O futebol ganha jovens adeptos em Cuba, país de tradição no beisebol. Foto: Jorge Luis Baños/IPS
O futebol ganha jovens adeptos em Cuba, país de tradição no beisebol. Foto: Jorge Luis Baños/IPS

 

Havana, Cuba, 18/9/2013 – É raro ver os famosos do esporte cubanos divulgando mensagens de interesse público. Mas agora um punhado de campeões e de jovens promessas portam cartazes ou protagonizam anúncios na televisão contra a violência do homem contra a mulher. A agressão tem um espaço privilegiado no âmbito esportivo, dominado pelos homens. Aí, “podemos levar campanhas deste tipo às pessoas que nos acompanham”, disse à IPS o jogador de futebol Daniel Luis, da seleção cubana sub-20. E estas “também ajudam na formação profissional de atletas jovens como eu”, ressaltou.

Luis é um dos esportistas que aderiram à seção cubana da Rede Ibero-Americana e Africana de Masculinidades (Riam), que assegura contar com mais de sete milhões de homens e mulheres de 40 países em três continentes, que buscam superar os estereótipos do machismo.
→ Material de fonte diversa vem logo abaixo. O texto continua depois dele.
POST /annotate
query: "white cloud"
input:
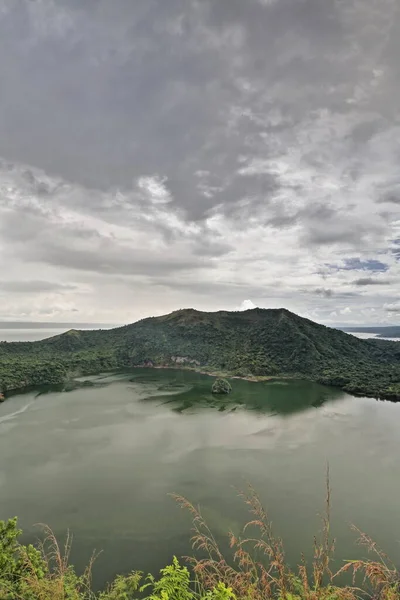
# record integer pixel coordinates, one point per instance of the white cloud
(246, 305)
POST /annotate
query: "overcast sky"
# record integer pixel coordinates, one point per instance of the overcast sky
(215, 154)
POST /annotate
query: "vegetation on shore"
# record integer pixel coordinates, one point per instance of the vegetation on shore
(256, 570)
(253, 343)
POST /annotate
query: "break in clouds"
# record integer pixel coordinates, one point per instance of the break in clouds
(196, 153)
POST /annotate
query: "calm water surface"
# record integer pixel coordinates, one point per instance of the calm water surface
(101, 461)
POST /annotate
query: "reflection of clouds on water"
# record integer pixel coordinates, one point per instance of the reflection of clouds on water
(124, 444)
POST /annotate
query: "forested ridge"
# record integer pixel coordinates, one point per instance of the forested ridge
(258, 342)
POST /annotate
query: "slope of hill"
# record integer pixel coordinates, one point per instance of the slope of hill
(256, 342)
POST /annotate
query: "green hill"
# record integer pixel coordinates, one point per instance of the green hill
(258, 342)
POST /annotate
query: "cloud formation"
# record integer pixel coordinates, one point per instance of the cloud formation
(158, 155)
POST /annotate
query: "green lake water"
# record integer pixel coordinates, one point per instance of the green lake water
(101, 461)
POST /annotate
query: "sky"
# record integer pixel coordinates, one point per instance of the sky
(214, 154)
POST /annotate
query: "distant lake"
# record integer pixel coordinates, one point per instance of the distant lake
(31, 332)
(368, 336)
(101, 461)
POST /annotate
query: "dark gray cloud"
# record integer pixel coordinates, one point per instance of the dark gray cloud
(240, 145)
(26, 287)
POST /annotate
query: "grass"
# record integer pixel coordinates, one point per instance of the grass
(256, 570)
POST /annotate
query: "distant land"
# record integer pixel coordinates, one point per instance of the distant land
(253, 344)
(52, 325)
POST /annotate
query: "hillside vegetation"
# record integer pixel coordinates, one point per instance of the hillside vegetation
(255, 569)
(258, 342)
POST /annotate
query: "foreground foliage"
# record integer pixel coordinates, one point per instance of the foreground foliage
(254, 343)
(257, 569)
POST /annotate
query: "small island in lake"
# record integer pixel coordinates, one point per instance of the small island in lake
(255, 344)
(221, 386)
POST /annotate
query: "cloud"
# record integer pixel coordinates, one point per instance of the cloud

Em 2007, a Riam começou a pesquisar sobre a violência no esporte. E este ano conseguiu comprometer dezenas de atletas em ações preventivas.

Os esportistas cubanos nunca, até agora, se envolveram em nada parecido. “Tem a ver com o imobilismo social. Nem nos ocorria chamá-los para campanhas como esta”, explicou à IPS o professor Julio César González Pagés, coordenador da Riam. Mas é crucial fazê-lo porque, “hoje em dia, as pessoas acompanham muito mais um atleta do que um político ou um líder social”, afirmou.

Os esportistas portam cartazes com frases de paz nos jogos em Havana, Pinar del Río e Matanzas. A seleção juvenil de futebol, primeira na história cubana a se classificar para um campeonato internacional, também levou mensagens contra maus-tratos aplicados a mulheres e meninas ao Mundial Sub-20 da Fifa, na Turquia, entre junho e julho deste ano. Essas são as expressões públicas, mas, para chegar a elas, há um trabalho mais lento: os atletas são capacitados em painéis e palestras em escolas de esporte e cultura física da capital e em Pinar del Río.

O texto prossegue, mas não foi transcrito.